— Кажется, я писал о Джерарде Менли Хопкинсе. Это был один из настоящих современных поэтов. Насколько могу припомнить, я увлекся его стихотворением «Пестрая красота».
Я оставил кабинет, пошел в свою библиотеку и вернулся с покрытым пылью томиком английской поэзии — он сохранился у меня со студенческих лет. Я нашел «Пеструю красоту» на странице 819 и стал читать:
Слезы навернулись мне на глаза.
— Это же стихи об энтузиазме, — сказал я.
— Да.
— И это очень религиозное стихотворение.
— Да.
— Вы писали статью о нем в конце осеннего семестра; то есть это был январь?
— Да.
— Если я не ошибаюсь, ваш друг Хенк погиб в следующем месяце, феврале?
— Да.
Я почувствовал, как нарастает неимоверное напряжение. В эту минуту я не знал толком, что мне делать. Но нужно было что-то делать, и я решился:
— Итак, вас отвергла ваша первая по-настоящему любимая девушка, когда вам было семнадцать, и вы утратили свой энтузиазм по отношению к церкви. Еще через три года погибает ваш друг, и у вас пропадает энтузиазм ко всему на свете.

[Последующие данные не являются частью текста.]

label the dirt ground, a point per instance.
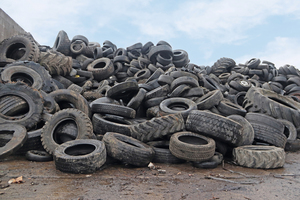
(181, 181)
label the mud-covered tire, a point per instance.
(192, 146)
(36, 74)
(50, 140)
(128, 149)
(178, 105)
(16, 142)
(267, 129)
(213, 162)
(62, 43)
(80, 156)
(101, 68)
(19, 47)
(257, 156)
(272, 104)
(33, 99)
(209, 100)
(248, 131)
(108, 108)
(76, 99)
(215, 126)
(38, 156)
(56, 63)
(12, 105)
(163, 154)
(103, 124)
(158, 127)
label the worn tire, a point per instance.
(16, 142)
(19, 47)
(76, 99)
(272, 104)
(215, 126)
(267, 129)
(33, 99)
(84, 125)
(163, 154)
(80, 156)
(257, 156)
(113, 109)
(128, 149)
(192, 146)
(157, 127)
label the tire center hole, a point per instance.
(65, 131)
(5, 137)
(192, 140)
(80, 149)
(23, 78)
(16, 51)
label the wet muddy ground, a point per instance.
(181, 181)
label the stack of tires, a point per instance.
(85, 105)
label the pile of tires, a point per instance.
(85, 105)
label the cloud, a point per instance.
(280, 51)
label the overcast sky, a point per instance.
(206, 29)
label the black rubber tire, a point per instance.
(33, 142)
(248, 131)
(63, 81)
(229, 108)
(83, 123)
(23, 69)
(267, 129)
(253, 63)
(137, 100)
(33, 99)
(74, 98)
(82, 38)
(178, 105)
(160, 91)
(163, 154)
(142, 74)
(192, 146)
(22, 74)
(239, 98)
(62, 43)
(165, 79)
(82, 156)
(194, 92)
(38, 156)
(289, 129)
(292, 145)
(215, 126)
(213, 162)
(155, 50)
(56, 63)
(209, 100)
(184, 80)
(12, 105)
(156, 128)
(103, 124)
(154, 101)
(107, 108)
(13, 48)
(102, 68)
(16, 142)
(128, 149)
(122, 90)
(272, 104)
(222, 65)
(180, 90)
(257, 156)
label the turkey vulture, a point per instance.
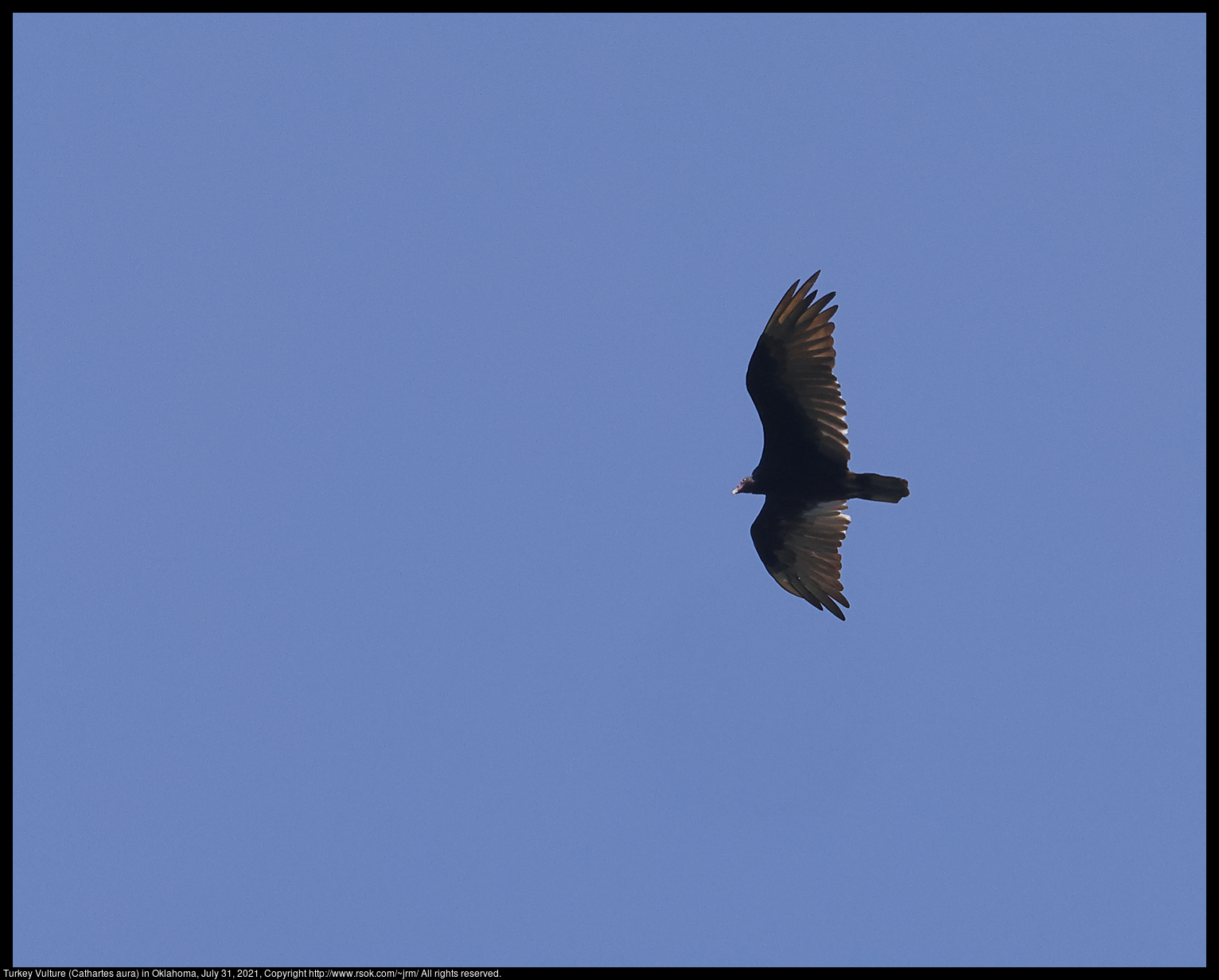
(804, 462)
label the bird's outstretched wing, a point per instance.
(799, 544)
(792, 375)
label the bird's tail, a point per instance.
(874, 487)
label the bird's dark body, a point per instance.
(804, 469)
(790, 465)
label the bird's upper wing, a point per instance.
(799, 545)
(792, 373)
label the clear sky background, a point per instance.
(380, 597)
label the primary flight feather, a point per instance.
(804, 471)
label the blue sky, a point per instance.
(380, 597)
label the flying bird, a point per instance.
(804, 472)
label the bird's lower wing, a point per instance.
(799, 545)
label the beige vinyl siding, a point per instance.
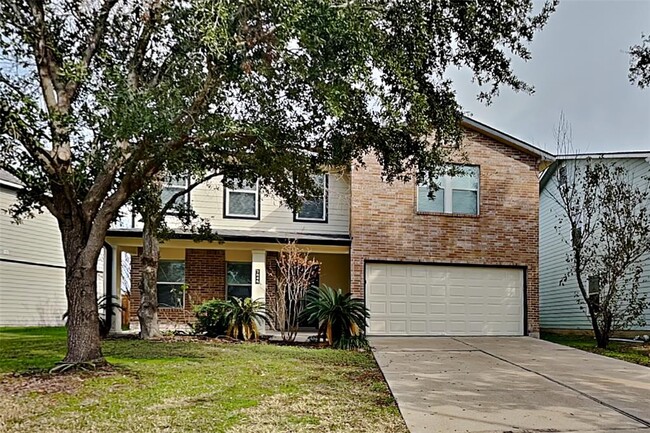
(32, 275)
(559, 307)
(208, 201)
(34, 240)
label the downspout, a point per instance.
(108, 287)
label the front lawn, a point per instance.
(636, 353)
(183, 386)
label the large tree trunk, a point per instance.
(148, 311)
(84, 343)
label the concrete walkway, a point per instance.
(518, 384)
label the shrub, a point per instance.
(341, 318)
(211, 318)
(243, 317)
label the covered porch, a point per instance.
(191, 272)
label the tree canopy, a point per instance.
(640, 63)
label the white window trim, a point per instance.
(240, 285)
(297, 217)
(173, 283)
(247, 191)
(448, 195)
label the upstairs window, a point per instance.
(315, 210)
(174, 185)
(457, 194)
(243, 201)
(171, 282)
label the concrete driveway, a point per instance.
(511, 384)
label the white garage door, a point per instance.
(409, 299)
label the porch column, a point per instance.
(259, 279)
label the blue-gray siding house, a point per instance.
(559, 306)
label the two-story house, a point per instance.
(32, 265)
(463, 263)
(562, 307)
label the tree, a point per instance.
(605, 220)
(293, 276)
(97, 97)
(640, 63)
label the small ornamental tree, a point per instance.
(98, 97)
(294, 273)
(604, 217)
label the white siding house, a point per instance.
(559, 306)
(32, 272)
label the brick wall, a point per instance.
(385, 224)
(205, 276)
(271, 269)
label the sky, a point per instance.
(579, 66)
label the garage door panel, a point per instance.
(418, 308)
(418, 290)
(444, 300)
(418, 327)
(378, 307)
(378, 288)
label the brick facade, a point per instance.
(386, 226)
(205, 276)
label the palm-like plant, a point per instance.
(243, 318)
(339, 315)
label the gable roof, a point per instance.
(507, 139)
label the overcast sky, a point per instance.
(579, 66)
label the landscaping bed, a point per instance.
(631, 352)
(191, 385)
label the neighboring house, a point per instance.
(560, 306)
(32, 271)
(465, 263)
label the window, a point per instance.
(242, 201)
(456, 194)
(315, 210)
(239, 280)
(562, 176)
(171, 282)
(171, 186)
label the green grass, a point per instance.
(636, 353)
(184, 386)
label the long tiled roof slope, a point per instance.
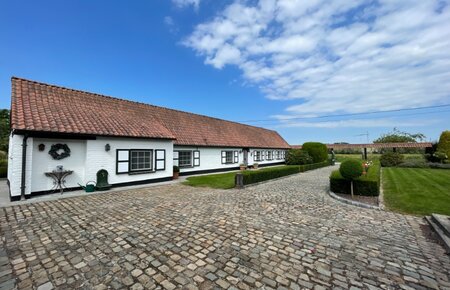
(48, 108)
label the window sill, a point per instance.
(140, 172)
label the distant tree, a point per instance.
(443, 146)
(4, 129)
(397, 136)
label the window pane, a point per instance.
(141, 160)
(228, 156)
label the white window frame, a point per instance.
(148, 153)
(180, 152)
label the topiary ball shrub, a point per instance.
(351, 169)
(318, 151)
(390, 159)
(298, 157)
(444, 144)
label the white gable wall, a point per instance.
(15, 164)
(86, 159)
(42, 162)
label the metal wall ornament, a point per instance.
(41, 147)
(55, 149)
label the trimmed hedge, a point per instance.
(298, 157)
(390, 159)
(368, 184)
(318, 151)
(254, 176)
(306, 167)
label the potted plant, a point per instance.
(176, 172)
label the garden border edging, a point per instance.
(352, 202)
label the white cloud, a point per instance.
(334, 56)
(186, 3)
(367, 123)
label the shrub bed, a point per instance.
(316, 150)
(391, 159)
(368, 184)
(264, 174)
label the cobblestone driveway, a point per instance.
(282, 234)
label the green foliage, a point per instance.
(414, 163)
(351, 169)
(397, 136)
(4, 129)
(298, 157)
(444, 143)
(367, 185)
(416, 190)
(317, 150)
(390, 159)
(312, 166)
(254, 176)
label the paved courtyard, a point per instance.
(285, 234)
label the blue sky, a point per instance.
(282, 63)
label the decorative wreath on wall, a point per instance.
(55, 149)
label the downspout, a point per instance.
(24, 163)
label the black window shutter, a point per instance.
(196, 158)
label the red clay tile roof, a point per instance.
(375, 145)
(47, 108)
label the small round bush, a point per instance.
(444, 143)
(318, 151)
(298, 157)
(351, 169)
(390, 159)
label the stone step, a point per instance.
(443, 222)
(441, 234)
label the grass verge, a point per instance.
(419, 191)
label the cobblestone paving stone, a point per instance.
(285, 234)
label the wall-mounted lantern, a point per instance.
(41, 147)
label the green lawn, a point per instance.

— Он не пропадал, у меня его отняли! — Тед почти кричал, взволнованный сильнее, чем когда-либо раньше.
— Бог отверг вас, и тогда вы отвергли Бога.

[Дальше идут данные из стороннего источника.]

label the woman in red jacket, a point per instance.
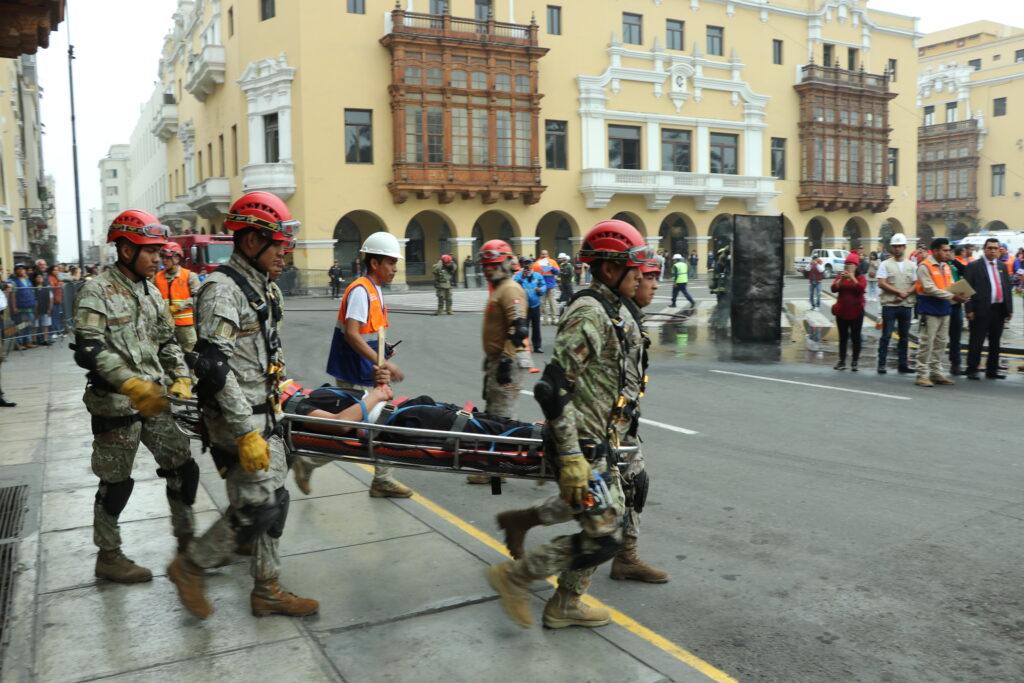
(849, 309)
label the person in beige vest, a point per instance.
(896, 280)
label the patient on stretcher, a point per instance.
(377, 406)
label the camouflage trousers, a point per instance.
(443, 299)
(246, 493)
(502, 399)
(113, 458)
(185, 336)
(312, 462)
(587, 546)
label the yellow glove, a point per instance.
(181, 388)
(254, 452)
(573, 474)
(147, 396)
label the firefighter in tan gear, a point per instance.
(178, 287)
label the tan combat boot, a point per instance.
(389, 488)
(565, 608)
(268, 598)
(113, 565)
(515, 523)
(513, 590)
(187, 579)
(628, 565)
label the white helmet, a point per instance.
(382, 244)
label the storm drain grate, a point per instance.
(12, 508)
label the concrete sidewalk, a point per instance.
(401, 584)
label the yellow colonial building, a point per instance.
(452, 122)
(971, 143)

— А что мне было делать? Это дерьмовый мир. И всегда он был дерьмовым.
— Я думал, ваше детство было счастливым.
— Нет. Оно тоже было дерьмовым.
И это была правда. Под внешней видимостью благополучного родительского дома скрывалась ежедневная изнурительная битва. Оба старших брата постоянно донимали его с беспощадной жестокостью. Родители были слишком заняты собственной карьерой и ненавистью друг к другу, чтобы обращать внимание на мелкие детские проблемы, и никаким образом не заботились о защите маленького обиженного Теда. Он убегал из дому, и длительные одинокие прогулки по окрестностям были его единственным утешением. Мы установили, что эти детские привычки — ему тогда и десяти еще не было — стали прообразом его отшельнических склонностей. Приходская школа принесла некоторое облегчение, там не было такой жестокости. В ходе наших разговоров все больше нарастала — точнее, высказывалась — его обида на весь мир. Несколько месяцев Тед облегчал свою душу рассказами о своих детских страданиях, о боли утраты Хенка, о тысячах маленьких болей, смертей, отвергнутых ожиданий и потерь. Вся жизнь его казалась водоворотом смерти и мучения, опасности и дикости.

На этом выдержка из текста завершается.